Sun TV's Q1FY21 numbers were on expected lines as ad revenue fell sharply due to lockdown and subscription revenues continued their growth momentum. Also, absence of IPL led to lower revenues YoY. Profitability was lower as higher amortisation expenses were reported. Advertisement revenues fell sharply 65.8% YoY to Rs. 126 crore, as corporate ad spend was significantly down during Covid-19 led lockdown. Subscription revenues were up 17.6% YoY. EBITDA was at Rs. 416.5 crore with margin of 68.7%. Higher other income was reported at Rs. 108.6 crore due to MTM gains on investments and tax refund. PAT at Rs. 282.8 crore, was down 25.9% YoY.
Valuation & Outlook
The Covid-19 outbreak badly affected the ad scenario and creation of fresh content. Ad flow witnessed some recovery. Its trend will be important, going forward. Among key positives, fresh content is being telecast across all channels with gains in viewership. We expect Sun TV to capitalise on the viewership gains once ad scenario normalises. IPL is scheduled to be held in Q2, Q3, assuring some more earnings protection. Focus on ramping up SunNXT is also a step in the right direction. The company has cash balance of Rs. 3000 crore+. We expect it to maintain a healthy dividend payout. We maintain our BUY recommendation with a target price of Rs. 490/share (12x FY22E EPS).

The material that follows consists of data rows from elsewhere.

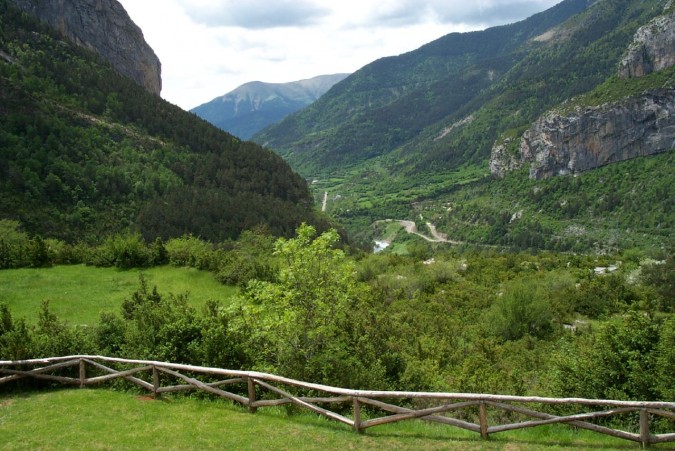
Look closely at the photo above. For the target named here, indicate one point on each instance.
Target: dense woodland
(86, 153)
(382, 162)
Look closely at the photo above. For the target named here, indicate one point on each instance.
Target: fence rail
(280, 388)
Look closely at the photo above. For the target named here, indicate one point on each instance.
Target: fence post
(155, 382)
(357, 415)
(482, 415)
(251, 395)
(645, 436)
(83, 373)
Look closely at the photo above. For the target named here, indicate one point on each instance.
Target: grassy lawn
(79, 293)
(106, 419)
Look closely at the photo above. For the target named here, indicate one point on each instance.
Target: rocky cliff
(105, 27)
(593, 136)
(652, 48)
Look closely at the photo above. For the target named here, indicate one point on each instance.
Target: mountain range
(253, 106)
(87, 151)
(466, 136)
(413, 136)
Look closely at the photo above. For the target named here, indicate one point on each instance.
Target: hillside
(256, 105)
(369, 114)
(86, 152)
(424, 149)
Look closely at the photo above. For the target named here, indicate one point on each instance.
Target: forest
(86, 153)
(560, 301)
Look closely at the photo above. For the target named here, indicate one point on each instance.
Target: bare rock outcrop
(105, 27)
(594, 137)
(653, 47)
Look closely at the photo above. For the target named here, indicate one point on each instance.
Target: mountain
(640, 121)
(411, 137)
(255, 105)
(86, 153)
(389, 102)
(105, 27)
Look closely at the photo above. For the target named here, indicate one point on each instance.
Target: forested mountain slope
(85, 152)
(388, 102)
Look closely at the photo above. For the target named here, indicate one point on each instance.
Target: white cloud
(209, 47)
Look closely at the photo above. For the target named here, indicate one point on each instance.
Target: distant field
(106, 419)
(79, 293)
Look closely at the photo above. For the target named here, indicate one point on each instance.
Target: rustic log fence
(250, 382)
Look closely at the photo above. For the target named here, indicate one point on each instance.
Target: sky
(210, 47)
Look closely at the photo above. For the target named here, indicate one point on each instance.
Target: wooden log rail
(250, 382)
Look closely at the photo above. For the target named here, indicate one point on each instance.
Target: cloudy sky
(210, 47)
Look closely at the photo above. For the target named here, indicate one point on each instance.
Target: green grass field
(106, 419)
(79, 293)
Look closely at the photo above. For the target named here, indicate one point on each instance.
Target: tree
(311, 322)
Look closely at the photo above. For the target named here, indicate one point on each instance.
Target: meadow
(106, 419)
(79, 293)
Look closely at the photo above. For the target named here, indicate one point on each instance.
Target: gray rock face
(105, 27)
(594, 137)
(652, 49)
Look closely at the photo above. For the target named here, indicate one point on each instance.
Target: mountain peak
(104, 27)
(256, 104)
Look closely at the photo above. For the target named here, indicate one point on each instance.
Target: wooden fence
(85, 370)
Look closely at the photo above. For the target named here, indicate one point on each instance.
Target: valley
(519, 187)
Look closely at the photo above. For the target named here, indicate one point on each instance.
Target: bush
(193, 252)
(122, 251)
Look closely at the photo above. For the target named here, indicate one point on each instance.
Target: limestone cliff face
(586, 138)
(653, 48)
(105, 27)
(594, 137)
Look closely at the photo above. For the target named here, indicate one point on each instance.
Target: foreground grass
(106, 419)
(79, 293)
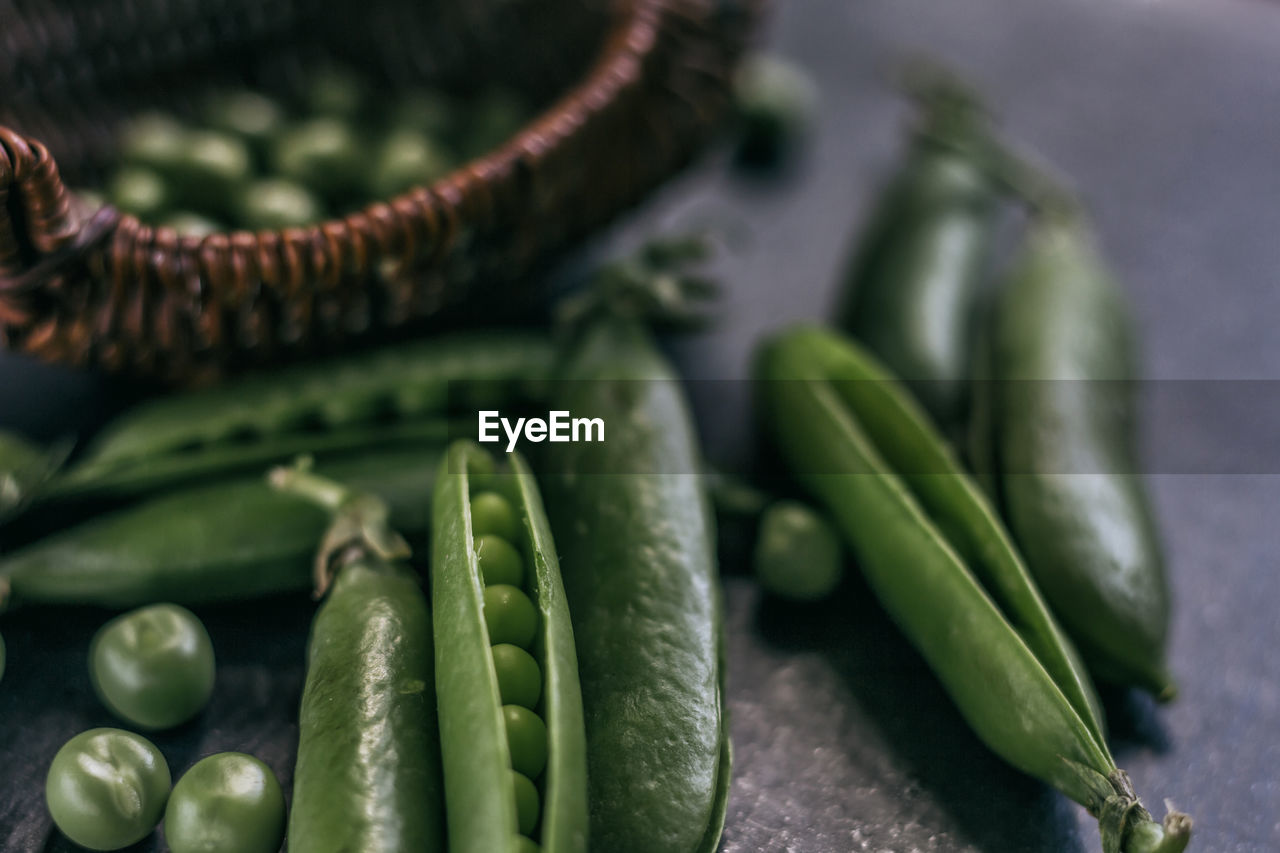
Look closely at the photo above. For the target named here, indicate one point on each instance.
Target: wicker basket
(634, 87)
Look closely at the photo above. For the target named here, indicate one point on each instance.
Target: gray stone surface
(1168, 117)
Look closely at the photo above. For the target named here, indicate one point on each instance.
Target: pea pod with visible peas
(1055, 433)
(398, 395)
(510, 699)
(237, 539)
(636, 547)
(368, 774)
(937, 557)
(915, 281)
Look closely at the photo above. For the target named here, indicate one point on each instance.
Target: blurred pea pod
(398, 396)
(935, 553)
(913, 287)
(236, 539)
(1054, 436)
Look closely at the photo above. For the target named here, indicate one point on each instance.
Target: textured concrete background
(1168, 117)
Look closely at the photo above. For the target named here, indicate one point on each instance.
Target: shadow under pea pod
(920, 776)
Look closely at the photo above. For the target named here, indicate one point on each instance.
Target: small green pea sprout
(776, 104)
(798, 555)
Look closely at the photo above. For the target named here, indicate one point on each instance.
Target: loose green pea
(106, 788)
(321, 154)
(510, 615)
(526, 802)
(406, 159)
(138, 191)
(152, 140)
(490, 512)
(798, 552)
(152, 666)
(526, 739)
(520, 682)
(250, 115)
(225, 803)
(211, 168)
(499, 561)
(278, 204)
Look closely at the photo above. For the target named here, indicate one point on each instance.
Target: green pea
(106, 788)
(152, 140)
(798, 552)
(510, 615)
(154, 666)
(526, 739)
(526, 802)
(138, 191)
(225, 803)
(406, 159)
(211, 168)
(191, 224)
(321, 154)
(492, 514)
(275, 203)
(520, 682)
(499, 561)
(251, 115)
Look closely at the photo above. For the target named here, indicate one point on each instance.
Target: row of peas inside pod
(247, 160)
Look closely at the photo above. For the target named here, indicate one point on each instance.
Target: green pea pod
(1057, 437)
(479, 747)
(150, 474)
(636, 547)
(368, 774)
(412, 379)
(913, 288)
(937, 557)
(231, 541)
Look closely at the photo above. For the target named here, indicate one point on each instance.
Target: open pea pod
(510, 701)
(636, 547)
(937, 557)
(400, 382)
(223, 542)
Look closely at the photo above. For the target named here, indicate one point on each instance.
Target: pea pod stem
(360, 520)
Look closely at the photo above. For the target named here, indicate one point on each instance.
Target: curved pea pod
(411, 379)
(204, 464)
(636, 547)
(238, 539)
(478, 690)
(1056, 437)
(915, 282)
(368, 772)
(936, 556)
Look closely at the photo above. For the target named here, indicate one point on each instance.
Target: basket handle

For details, click on the link below: https://www.icicidirect.com/mailimages/IDirect_SunTV_Q1FY21.pdf
Shares of SUN TV NETWORK LTD. was last trading in BSE at Rs.425.85 as compared to the previous close of Rs. 400.2. The total number of shares traded during the day was 857532 in over 16402 trades.
The stock hit an intraday high of Rs. 440.2 and intraday low of 408.15. The net turnover during the day was Rs. 369045240.